Also its too vague of a question. Good traders? Good traders arent necessarily good teachers. And teachers of what? Basics? Fundamentals? Technical Analysis? A strategy? Risk management? Psychology? Trading records? Backtesting?
So far the only posts Id listen to are the AVOIDS.
I didn’t know mentioning his name would bring about this much vitriol. Let me say that I’ve been through almost everyone mentioned in this thread on youtube and I’ve used my own discretion to see if what they were teaching or conveying actually worked in the futures markets. I don’t advocate anyone paying anything whether that’s a membership or trade room as there are plenty of free educational resources to learn how to trade. The most important method IMO is endlessly spending time with the charts and figuring it out on your own as far as market structure and price action is concerned. If anyone has done anything illegal they should be prosecuted and held accountable. The most frustrating thing about the trading community is the hypocrisy. We are ultimately trying to find an edge so we can take other people’s money so in general we aren’t in the most noble profession to begin with.
That is one perspective. When I trade (important concept) I enter the market and transfer/exchange/buy contracts/stocks with a willing entity. We both believe we are correct in our assumptions and mutually enter the exchange willingly. There is noting ignoble that I can see.
Knowledge is power and and if you have a piece of knowledge that the other participants don’t you are taking advantage of their ignorance. Just as I could charge a kid $100 bucks for a snickers bar and he willingly pays that price. There’s nothing illegal about that it’s just that kid doesn’t know the market value of a Snickers bar. Such is the advantage seasoned traders/investors have over newbs.
Thanks, this is helpful. I'd like to hear other's perspectives.
There are two assumptions:
1. An adult is taking advantage of a minor.
2. Traders prey on ignorance.
Supply and demand are real things, ask anyone that has experienced an intolerable situation like a natural disaster - money is less important than safety and unscrupulous persons will seek to profit from these emotional needs in disasters. Trading is optional, we can assume no day trader is forced to trade, no day trader is caught up in a life situation, as a trader, so that they can never control their trading actions.
Life is about choices; generally bad choices are negatively rewarded and generally good choices are positively rewarded in all areas of life.
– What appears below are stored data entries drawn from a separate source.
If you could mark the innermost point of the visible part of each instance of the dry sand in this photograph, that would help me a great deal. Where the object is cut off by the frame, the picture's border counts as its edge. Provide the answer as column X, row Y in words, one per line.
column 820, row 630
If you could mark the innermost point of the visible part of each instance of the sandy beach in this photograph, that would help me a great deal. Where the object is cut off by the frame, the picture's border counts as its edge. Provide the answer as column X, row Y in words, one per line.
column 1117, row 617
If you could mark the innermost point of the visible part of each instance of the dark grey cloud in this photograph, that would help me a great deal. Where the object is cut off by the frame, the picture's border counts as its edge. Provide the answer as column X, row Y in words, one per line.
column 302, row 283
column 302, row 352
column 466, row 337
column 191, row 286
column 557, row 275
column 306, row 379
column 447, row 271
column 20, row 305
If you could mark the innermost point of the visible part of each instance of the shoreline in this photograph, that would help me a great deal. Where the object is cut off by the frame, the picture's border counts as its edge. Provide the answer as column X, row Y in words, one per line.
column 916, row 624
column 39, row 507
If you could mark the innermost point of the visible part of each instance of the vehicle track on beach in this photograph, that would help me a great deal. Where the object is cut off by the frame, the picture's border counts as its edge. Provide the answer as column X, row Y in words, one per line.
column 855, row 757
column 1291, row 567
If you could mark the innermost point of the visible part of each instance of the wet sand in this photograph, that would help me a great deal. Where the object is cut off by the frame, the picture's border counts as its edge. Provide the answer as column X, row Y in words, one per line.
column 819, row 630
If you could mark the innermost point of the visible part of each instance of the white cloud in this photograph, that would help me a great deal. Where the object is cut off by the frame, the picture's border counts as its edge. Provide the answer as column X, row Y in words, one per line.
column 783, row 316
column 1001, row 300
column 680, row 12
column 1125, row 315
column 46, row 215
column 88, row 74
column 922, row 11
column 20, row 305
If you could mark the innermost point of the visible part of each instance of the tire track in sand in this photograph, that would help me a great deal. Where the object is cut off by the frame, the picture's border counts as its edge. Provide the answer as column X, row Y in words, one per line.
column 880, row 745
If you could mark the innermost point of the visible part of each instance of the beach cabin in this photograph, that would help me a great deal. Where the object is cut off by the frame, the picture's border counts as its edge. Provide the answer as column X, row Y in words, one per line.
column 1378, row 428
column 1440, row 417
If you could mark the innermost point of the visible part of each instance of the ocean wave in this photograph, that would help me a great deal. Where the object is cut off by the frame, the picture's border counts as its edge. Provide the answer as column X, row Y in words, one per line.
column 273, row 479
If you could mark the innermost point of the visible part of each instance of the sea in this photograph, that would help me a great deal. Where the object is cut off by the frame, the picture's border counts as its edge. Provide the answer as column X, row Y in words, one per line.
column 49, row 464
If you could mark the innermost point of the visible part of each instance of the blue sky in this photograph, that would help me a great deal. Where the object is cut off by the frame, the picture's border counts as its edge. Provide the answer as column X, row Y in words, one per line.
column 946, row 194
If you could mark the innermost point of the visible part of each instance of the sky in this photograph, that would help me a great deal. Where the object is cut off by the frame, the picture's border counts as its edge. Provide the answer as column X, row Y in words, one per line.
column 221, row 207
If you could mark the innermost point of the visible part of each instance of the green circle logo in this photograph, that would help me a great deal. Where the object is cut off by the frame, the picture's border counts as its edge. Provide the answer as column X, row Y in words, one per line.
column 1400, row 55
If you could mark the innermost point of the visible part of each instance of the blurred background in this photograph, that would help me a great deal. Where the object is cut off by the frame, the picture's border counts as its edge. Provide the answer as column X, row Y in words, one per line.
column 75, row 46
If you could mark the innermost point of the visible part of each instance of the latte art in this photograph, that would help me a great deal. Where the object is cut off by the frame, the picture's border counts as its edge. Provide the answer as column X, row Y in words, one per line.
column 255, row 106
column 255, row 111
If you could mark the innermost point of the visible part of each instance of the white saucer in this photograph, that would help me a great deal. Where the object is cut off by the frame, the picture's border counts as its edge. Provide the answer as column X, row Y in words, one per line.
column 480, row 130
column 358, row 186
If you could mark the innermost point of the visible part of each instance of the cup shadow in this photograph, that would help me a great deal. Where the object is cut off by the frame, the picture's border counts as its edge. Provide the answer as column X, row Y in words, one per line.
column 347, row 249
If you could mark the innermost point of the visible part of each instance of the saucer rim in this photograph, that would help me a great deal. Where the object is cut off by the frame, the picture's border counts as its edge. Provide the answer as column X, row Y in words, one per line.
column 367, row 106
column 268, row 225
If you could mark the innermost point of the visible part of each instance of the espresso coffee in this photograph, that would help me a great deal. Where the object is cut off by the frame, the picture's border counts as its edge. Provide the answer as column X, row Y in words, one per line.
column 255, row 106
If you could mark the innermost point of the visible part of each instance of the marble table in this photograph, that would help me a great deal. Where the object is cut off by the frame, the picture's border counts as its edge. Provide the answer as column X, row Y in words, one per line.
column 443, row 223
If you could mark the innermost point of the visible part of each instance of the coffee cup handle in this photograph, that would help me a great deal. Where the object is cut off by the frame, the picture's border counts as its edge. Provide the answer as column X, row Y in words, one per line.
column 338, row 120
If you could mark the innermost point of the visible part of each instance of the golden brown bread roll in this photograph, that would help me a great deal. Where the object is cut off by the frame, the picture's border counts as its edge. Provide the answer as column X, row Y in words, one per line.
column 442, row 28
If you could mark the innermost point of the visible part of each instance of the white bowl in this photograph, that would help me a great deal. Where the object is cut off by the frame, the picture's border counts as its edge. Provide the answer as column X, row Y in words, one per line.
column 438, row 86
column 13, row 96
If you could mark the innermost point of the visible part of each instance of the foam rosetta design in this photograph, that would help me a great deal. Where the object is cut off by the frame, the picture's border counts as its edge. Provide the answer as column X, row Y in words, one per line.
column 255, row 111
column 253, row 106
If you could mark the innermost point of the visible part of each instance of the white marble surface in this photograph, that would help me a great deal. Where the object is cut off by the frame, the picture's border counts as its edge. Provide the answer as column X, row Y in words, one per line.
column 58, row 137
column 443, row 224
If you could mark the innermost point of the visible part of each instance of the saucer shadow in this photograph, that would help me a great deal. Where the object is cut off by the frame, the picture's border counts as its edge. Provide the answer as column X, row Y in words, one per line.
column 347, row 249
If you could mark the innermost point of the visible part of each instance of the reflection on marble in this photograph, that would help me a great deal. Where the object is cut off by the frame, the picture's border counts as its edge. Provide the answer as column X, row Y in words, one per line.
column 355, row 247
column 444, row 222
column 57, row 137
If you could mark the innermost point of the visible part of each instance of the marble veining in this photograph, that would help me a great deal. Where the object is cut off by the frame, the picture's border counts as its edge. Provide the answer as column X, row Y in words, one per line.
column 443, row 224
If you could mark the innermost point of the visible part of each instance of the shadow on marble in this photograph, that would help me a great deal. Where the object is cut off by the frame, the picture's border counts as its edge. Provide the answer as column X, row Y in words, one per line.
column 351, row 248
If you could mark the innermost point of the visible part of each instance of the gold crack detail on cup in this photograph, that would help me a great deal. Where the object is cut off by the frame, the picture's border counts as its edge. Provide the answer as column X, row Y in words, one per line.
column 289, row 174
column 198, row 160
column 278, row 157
We can think of situations where the opposite is true, but in general, awareness of one's poor decisions begins to influence one's future bad choices.
As an adult, I can have considerable influence on minors. Day traders are not minors; 18 is the minimum age set by most brokers for opening an account. This is because 18 is when a person can legally enter into a contract on his own. They are not minors.
There is no transaction, I know of, within the day-trading market that is based on ignorance. It takes considerable effort and determination to just to get access to the markets. One must have some capital and intentionally find and provide that capital to a broker or agent. As far as I know, no one accidentally becomes a day trader.
There is no moral choice here; within the day trading market it appears to me there is no control I can wield unless I am capable of moving the market or the information stream. My influence is in balance with every other day trader. In the randomness of the market, the only influence I have is over myself. "Such is the advantage seasoned traders/investors have over newbs".